Google I/O 2022 kicks off today at 11AM PT/1PM ET/6PM GMT. It’s a big event for fans of Android and Google’s range of other software products. This is where we hear about Google’s plans for next year around its portfolio.
So as we stand on the cusp of the full unveiling of Android 13, I’m left with a burning desire. While I like the changes made so far, like permissions and an iOS-like photo picker, I want to hear about Google’s stance on third-party app tracking. Honestly, I want Android to take a whole page out of Apple’s playbook.
Android doesn’t have the greatest reputation when it comes to privacy and tracking. Google collects a lot of information about you, and as far as I know, third-party apps can do the same to lesser degrees, even when you’re not specifically using that app. While Apple still collects heaps of data, it’s strictly putting an end to this third-party nonsense with its App Tracking initiative in iOS 14.5.
It’s not perfect, but you can basically tell apps not to track you through the rest of the system. The feeling of satisfaction when you tell an app, in plain terms, “no” is very exciting. Since iOS 14.5, the best iPhones have cemented their reputation for having stronger privacy features while Android has lagged behind.
I don’t necessarily disagree with the view that Google can be creepy, and it’s unfortunate that the feeling continues throughout Android. However, Google could change this by introducing app tracking controls to Android 13. I highly doubt that will happen, but nonetheless I hope to hear more privacy controls in the keyword today.
It’s fine to have an Android Private Compute Core or privacy dashboard, but unless you put a system-wide limit on the data third-party apps can collect, you run the risk of letting Android languish as an operating system that doesn’t value or prioritize user privacy.
I love Android, but the stronger user-facing privacy features on the iPhone 13 Pro Max go a long way to keep me on the Apple platform. Android is at its core a powerful open source operating system, and you should probably be able to create your own version that has its own app tracking feature (and ignore Google services if you want extra privacy). I’m not a developer, so this is speculation. But where there is a will, there is a way in the open source community.
However, there is a fundamental difference between Google’s business model and Apple’s business model. First is a software company first, and they offer free products where the price you pay is your data. Apple is a hardware company first and then a software company second, which means they don’t need to rely on selling your data to make a profit. (Don’t assume iPhones don’t track you or send a lot of information back to Apple, despite the company’s rhetoric.) So, I wouldn’t deny that creating an app tracking initiative in Android might hurt Google’s bottom line.
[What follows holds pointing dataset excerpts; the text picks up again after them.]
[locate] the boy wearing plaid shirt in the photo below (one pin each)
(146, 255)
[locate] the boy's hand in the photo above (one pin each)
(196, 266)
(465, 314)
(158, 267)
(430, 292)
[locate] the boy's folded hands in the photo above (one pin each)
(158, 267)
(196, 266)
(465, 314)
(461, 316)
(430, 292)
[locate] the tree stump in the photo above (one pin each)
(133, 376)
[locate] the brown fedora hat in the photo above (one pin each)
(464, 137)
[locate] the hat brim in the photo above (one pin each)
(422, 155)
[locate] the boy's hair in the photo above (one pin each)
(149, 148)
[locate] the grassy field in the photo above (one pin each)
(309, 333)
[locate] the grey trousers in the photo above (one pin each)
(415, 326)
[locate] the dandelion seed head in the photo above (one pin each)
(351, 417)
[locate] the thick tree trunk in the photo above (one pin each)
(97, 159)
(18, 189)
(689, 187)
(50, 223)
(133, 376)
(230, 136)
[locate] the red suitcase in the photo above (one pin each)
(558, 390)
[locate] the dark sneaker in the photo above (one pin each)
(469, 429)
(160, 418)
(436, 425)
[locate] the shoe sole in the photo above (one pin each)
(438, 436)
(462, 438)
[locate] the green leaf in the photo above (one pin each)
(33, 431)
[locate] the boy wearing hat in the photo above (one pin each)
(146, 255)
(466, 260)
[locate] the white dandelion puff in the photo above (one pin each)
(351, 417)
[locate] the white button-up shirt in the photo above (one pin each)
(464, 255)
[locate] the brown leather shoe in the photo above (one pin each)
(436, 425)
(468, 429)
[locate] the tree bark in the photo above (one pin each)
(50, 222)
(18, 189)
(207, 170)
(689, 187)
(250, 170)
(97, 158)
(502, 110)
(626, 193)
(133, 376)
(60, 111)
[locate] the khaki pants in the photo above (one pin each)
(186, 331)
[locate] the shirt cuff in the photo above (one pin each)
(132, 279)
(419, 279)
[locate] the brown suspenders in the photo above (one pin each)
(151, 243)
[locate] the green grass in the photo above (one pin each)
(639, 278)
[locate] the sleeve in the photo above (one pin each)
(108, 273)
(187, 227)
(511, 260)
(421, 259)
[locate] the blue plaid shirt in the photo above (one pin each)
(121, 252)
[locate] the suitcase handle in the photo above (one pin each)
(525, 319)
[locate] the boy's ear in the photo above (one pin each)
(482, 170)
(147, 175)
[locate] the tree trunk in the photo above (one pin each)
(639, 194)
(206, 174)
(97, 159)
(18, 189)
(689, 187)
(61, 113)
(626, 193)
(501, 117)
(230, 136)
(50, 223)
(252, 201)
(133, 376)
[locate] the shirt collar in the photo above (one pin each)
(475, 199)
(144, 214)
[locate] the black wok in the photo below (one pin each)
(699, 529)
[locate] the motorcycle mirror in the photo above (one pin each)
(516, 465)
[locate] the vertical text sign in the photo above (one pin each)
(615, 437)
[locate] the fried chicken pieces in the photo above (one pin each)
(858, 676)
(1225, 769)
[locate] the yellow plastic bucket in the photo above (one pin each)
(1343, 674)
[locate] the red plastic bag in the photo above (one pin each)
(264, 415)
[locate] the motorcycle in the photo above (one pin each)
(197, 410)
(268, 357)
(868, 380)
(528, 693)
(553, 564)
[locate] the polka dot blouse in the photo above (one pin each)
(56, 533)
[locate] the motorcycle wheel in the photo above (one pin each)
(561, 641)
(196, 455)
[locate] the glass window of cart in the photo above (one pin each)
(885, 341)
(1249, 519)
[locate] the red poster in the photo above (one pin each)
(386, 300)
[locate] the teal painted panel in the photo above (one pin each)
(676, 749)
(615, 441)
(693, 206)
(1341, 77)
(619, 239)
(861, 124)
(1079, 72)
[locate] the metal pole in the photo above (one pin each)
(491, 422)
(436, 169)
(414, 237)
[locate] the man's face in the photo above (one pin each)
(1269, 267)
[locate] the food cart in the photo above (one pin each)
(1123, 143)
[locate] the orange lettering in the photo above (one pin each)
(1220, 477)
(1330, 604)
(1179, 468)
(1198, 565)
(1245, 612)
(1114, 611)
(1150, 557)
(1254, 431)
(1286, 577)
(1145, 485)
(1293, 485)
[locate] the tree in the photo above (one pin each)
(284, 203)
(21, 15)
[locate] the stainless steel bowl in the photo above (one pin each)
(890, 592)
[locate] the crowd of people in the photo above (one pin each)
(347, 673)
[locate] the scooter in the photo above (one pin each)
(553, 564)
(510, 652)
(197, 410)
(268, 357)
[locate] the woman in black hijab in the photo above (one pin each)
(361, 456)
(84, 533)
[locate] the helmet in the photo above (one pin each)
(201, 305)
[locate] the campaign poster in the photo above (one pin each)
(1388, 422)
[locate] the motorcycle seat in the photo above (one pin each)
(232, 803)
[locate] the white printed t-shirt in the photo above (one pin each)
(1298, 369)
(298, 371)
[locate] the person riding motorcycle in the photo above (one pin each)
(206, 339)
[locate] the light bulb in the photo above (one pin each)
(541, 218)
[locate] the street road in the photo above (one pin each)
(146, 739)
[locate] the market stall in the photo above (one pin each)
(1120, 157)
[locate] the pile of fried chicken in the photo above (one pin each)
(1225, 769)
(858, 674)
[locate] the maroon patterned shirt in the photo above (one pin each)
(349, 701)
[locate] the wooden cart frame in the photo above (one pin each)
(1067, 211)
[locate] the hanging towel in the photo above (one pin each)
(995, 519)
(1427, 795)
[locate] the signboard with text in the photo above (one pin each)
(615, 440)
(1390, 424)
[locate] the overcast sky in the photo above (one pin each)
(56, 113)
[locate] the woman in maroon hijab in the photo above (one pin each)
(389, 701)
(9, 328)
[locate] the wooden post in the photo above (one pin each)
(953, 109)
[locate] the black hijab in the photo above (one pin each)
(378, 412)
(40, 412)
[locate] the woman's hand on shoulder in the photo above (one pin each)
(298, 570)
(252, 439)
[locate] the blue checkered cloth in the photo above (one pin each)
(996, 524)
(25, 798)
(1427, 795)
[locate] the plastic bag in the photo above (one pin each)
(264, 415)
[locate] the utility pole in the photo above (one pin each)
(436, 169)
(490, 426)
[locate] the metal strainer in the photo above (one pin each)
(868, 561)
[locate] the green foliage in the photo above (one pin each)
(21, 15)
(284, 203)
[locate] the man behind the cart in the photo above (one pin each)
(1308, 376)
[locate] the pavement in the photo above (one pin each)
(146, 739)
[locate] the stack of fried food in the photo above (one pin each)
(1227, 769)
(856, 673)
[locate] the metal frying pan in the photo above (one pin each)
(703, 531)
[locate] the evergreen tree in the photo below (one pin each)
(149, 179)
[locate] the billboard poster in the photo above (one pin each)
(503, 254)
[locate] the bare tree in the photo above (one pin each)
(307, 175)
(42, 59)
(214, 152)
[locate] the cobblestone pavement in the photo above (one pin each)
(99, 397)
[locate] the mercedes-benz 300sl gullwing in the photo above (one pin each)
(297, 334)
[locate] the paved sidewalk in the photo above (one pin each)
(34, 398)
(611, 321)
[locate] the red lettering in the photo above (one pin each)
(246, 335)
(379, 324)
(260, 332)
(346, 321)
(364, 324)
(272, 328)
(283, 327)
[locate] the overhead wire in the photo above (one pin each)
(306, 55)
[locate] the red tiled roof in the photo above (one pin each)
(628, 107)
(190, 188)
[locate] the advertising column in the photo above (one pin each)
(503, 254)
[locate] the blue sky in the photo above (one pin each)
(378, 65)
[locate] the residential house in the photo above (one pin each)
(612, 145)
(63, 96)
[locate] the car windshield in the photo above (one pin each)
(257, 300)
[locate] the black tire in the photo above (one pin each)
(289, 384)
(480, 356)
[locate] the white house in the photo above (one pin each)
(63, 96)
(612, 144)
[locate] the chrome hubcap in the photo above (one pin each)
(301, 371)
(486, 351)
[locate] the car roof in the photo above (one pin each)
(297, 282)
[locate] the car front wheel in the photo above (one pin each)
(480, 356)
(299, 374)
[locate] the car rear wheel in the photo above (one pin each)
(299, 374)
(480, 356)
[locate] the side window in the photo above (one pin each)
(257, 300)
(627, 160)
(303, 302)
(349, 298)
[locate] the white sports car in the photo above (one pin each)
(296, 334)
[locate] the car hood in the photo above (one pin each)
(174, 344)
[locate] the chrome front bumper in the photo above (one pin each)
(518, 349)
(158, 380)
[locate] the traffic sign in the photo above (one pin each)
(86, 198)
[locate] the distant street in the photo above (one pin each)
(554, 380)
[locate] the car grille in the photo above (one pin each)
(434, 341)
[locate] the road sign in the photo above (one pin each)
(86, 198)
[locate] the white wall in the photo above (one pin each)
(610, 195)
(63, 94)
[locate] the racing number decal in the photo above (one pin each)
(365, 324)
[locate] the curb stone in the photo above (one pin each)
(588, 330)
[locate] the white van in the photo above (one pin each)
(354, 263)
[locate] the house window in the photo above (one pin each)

So, Google, this may not be ready for Android 13 and I understand, but please let us know the privacy steps you’re taking with Android going forward. I respect the new permissions and am excited to have more granular control over what my apps can access, but I want to see a tough stance on this.
There are things iOS can learn from Android, but there are also things Apple can learn from Google. In this case, iOS has a clear lead and I want to see Google close the gap.